A lo largo de todos estos años, el CLC nos ha dado muchas alegrías. Algunas en formato de risas y/o reflexión y muchas en formato cartoné. Estas últimas son las que más hemos disfrutado ya que no hay mayor satisfacción que leer un cómic/autor del nunca habías oído hablar y que te encante; que es lo que nos ha pasado con la lectura de este mes -Stuck Rubber Baby: Mundos diferentes de Howard Cruse-. Un cómic que llegó a nuestras manos sin ningún tipo de referencia previa, que hemos leído casi por necesidad y que nos ha volado la cabeza desde la primera página. Veamos por qué:

Pues primeramente, por lo bien narrada que está, por lo fácil y adictiva que es su lectura, por la trascendencia de su temática y por sus personajes. Unos personajes que envuelven la obra en un espectáculo coral difícil de ver en cómics de este tipo. Personajes tan diferentes entre sí, tan bien definidos y verosímiles que cuesta creer que, a la vez, se alejen tanto de cada uno de sus arquetipos. Personajes que encuentra el valor como no héroes. Gente normal que toma buenas y malas decisiones intentando encajar en un mundo que se desmorona. Gente como nosotrxs.

Pero, si el gran valor del cómic es lo bien definidos que están los personajes; es en la época y en el lugar en donde transcurre la acción donde todo toma forma. Una época rupturista, de cambio, en donde la gran lucha es avanzar o quedarse estanco; los años 60 del sur de EEUU.

Una época que busca inherentemente un cambio social y en la que Cruse mezcla, intercala, complementa y estalla en un éxodo de inconformismo: los movimientos contraculturales y sociales, las ideas progresistas, la sensación latente de victoria en cada lucha…. Y, a la vez, en un hermoso paralelismo narrativo, hace hincapié en el estancamiento personal y la búsqueda de la propia identidad de los personajes que luchan por una sociedad más igualitaria.

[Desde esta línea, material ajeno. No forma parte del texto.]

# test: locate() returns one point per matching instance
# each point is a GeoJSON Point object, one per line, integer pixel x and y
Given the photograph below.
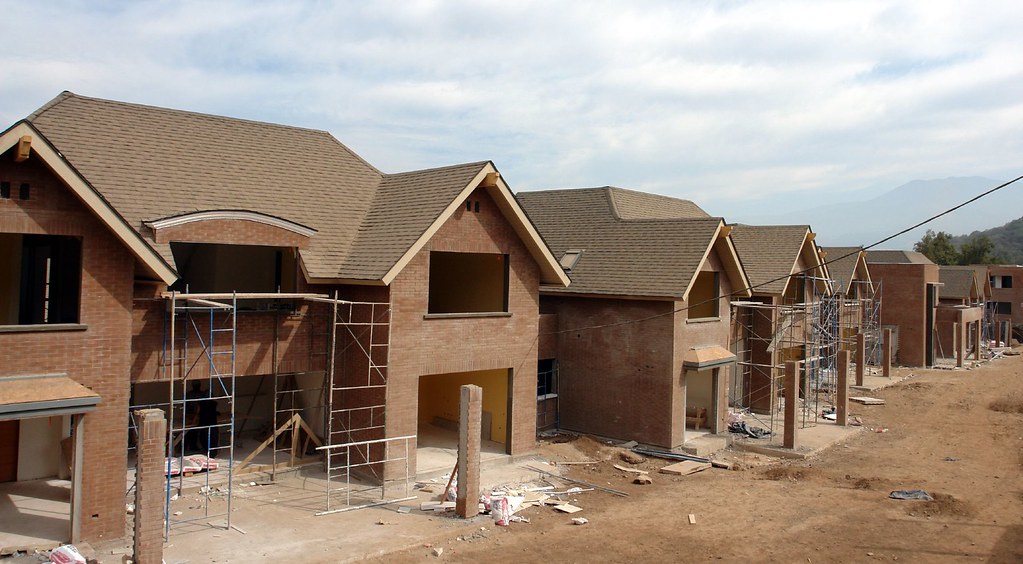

Esta dualidad hace que cuanto mayores son sus victorias colectivas peores son sus derrotas personales, transformando un cómic social en una no auto/biografía cruda, dura, convulsa, desgarradora y, por desgracia, muy real.

Por si aún no tenéis ganas de leerla, deciros que, en 1996, ganó el premio a la crítica de Angouleme, además de el Eisner y el Harvey a la mejor novela gráfica. Casi nada.